The ten principles are:
1. Reject the diet mentality
“Throw out the diet books and magazine articles that offer you false hope of losing weight quickly, easily, and permanently,” say Tribole and Resch.
By buying into the hope of a new diet fad, you lose touch with intuitive eating. You need to trust yourself — your body and your mind.
2. Honor your hunger
“Keep your body biologically fed with adequate energy and carbohydrates. Otherwise, you can trigger a primal drive to overeat,” say Tribole and Resch. In other words, eat when you’re hungry and never starve yourself.
If you let yourself get to the point of starving, your brain and body go into a state that loses all sense of moderation and overheating happens.
3. Make peace with food
Similar to the previous point, but more centered around fatty or unhealthy cravings, if you attempt to withhold a craving for the sake of sticking to a diet, you’re much more likely to binge on that food and end up overdoing it.
Instead, if you allow yourself to have that craving periodically, you’ll stay in better control of your body.
4. Challenge the food police
Challenge your preconceived notions about how you should and should not be eating, especially those born from society or the “Food Police” as Tribole and Resch refer to it.
“The police station is housed deep in your psyche, and its loud speaker shouts negative barbs, hopeless phrases, and guilt-provoking indictments.”
5. Respect your fullness
Learn to observe closely to the feeling of fullness and respect that feeling. When your body is telling you that it doesn’t want any more, stop.
Many of us keep eating after we feel a bit of fullness because the food in front of us either isn’t all eaten or it still looks tasty. Instead, listen to your body to become better aware of your fullness level throughout each meal and listen to what your body is telling you.

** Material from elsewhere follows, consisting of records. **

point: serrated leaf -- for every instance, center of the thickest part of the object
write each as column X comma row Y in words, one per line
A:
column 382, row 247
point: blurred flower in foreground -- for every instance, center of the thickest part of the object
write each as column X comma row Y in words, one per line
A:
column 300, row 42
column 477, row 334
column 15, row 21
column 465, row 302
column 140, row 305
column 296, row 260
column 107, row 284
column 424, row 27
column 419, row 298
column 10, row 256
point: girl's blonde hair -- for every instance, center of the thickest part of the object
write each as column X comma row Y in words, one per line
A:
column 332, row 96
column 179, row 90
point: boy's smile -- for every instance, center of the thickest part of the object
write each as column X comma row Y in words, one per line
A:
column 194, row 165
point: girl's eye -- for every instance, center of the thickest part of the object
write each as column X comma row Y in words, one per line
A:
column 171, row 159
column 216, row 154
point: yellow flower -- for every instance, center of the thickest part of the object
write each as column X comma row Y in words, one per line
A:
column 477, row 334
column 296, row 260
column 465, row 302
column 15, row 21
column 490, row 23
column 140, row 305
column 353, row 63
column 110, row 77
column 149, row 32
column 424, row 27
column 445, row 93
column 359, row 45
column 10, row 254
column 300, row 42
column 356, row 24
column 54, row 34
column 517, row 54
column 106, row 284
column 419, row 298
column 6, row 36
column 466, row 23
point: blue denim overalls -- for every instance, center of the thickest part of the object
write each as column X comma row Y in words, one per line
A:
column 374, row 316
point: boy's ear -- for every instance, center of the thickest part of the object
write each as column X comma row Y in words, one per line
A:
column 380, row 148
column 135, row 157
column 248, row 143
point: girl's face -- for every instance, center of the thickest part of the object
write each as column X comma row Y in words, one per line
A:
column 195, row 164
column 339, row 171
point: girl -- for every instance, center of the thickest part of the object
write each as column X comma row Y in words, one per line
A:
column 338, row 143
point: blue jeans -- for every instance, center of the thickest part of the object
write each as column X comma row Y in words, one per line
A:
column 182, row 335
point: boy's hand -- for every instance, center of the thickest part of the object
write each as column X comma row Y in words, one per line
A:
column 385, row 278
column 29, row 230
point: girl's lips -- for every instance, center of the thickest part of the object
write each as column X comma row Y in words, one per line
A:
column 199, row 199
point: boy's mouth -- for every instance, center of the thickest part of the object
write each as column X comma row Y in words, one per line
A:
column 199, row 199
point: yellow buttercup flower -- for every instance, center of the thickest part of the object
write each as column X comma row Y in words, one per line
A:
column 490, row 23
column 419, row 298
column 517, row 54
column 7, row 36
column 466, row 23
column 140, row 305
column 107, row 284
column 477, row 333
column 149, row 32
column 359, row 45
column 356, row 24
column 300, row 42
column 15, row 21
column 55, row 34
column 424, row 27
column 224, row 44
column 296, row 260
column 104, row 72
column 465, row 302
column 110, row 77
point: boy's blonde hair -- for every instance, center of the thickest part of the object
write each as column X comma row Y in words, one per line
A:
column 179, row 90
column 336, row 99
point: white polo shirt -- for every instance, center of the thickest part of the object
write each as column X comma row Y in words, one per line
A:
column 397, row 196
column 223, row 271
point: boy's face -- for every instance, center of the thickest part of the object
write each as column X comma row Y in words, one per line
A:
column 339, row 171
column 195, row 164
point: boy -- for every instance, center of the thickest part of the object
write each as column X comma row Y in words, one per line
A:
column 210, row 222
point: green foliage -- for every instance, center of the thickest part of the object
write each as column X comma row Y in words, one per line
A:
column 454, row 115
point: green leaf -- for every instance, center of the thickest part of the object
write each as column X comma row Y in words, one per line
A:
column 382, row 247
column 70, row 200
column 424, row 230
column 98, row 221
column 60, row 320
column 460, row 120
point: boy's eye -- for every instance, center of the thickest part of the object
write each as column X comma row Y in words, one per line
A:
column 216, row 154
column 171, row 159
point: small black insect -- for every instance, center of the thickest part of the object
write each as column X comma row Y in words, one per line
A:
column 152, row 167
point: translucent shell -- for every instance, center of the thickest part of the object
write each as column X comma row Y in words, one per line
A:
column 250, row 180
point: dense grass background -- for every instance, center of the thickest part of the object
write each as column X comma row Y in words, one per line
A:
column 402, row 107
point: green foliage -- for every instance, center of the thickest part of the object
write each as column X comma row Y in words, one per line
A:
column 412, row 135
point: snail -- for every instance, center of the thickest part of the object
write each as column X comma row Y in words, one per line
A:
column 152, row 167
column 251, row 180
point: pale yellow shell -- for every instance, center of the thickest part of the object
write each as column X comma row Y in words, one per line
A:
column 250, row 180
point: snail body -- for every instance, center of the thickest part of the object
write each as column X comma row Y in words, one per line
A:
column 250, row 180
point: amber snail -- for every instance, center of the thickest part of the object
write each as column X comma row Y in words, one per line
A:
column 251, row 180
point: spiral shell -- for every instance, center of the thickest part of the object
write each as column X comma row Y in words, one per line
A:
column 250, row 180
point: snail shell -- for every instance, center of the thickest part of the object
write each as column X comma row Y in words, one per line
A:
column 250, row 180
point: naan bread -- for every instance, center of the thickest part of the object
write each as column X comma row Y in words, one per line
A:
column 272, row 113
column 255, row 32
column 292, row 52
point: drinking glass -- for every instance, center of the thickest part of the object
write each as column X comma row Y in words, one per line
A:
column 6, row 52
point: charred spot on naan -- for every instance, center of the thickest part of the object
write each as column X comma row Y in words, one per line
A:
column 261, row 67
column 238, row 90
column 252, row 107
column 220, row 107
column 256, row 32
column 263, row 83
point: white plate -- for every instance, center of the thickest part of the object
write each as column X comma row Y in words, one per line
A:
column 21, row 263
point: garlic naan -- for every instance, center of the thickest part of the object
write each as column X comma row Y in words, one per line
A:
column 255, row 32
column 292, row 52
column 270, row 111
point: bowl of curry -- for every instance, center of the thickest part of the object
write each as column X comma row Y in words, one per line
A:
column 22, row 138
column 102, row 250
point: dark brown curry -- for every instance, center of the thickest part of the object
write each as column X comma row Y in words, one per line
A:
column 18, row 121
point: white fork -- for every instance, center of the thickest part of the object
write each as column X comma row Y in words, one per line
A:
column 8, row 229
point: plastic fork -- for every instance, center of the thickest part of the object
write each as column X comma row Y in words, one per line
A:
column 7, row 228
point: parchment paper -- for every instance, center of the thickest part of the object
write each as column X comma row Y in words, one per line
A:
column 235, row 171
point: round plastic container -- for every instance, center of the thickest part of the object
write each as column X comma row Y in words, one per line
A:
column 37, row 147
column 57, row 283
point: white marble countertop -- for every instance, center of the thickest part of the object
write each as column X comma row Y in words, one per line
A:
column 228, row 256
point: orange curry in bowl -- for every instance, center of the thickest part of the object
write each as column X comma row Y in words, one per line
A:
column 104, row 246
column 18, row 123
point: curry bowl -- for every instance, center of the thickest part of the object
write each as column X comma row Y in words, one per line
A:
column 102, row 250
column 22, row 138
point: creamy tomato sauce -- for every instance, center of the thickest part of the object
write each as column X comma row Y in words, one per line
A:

6. Discover the satisfaction factor
Learn to connect with the feeling of being satisfied to reduce overeating and improve your relationship with food.
To do this, allow yourself to eat more of the foods you enjoy in an environment that is most enjoyable.
“By providing this experience for yourself, you will find that it takes much less food to decide you’ve had ‘enough’.”
7. Honor your feelings without using food
Many of us turn to food to cope with difficult emotions such as sadness, loneliness, anger, or anxiety.
Instead, find practices and habits you can adopt that allow you to work through emotional challenges without needing to resort to food.
- Mindfulness meditation
- Talking to a supportive friend who is a good listener
- Reflecting your strengths and individual worth
8. Respect your body
Despite what magazines and Instagram might seem to be telling you, there is no ideal body size, shape, or weight.
It’s unrealistic and damaging for someone with a larger body size to think that they’re “supposed” to be smaller and that there’s something wrong with them if they aren’t.
Instead of focusing on getting small, focus on getting healthy and learning to respect your body.
“Forget militant exercise,” say Tribole and Resch. “Just get active and feel the difference. Shift your focus to how it feels to move your body, rather than the calorie burning effect of exercise.”
By shifting your focus to simply getting active and enjoying it– not only being active but how it makes you feel afterwards– you’ll find yourself making exercise a way of life with much less effort.
10. Honor your health
It’s not about a single snack, meal, or even a day of eating. None of those things will change your health or body in the long run.
Instead, it’s about your habits and consistent choices over a long period of time, so focus on honoring your health by making food choices that are both more nutrient-dense and taste great.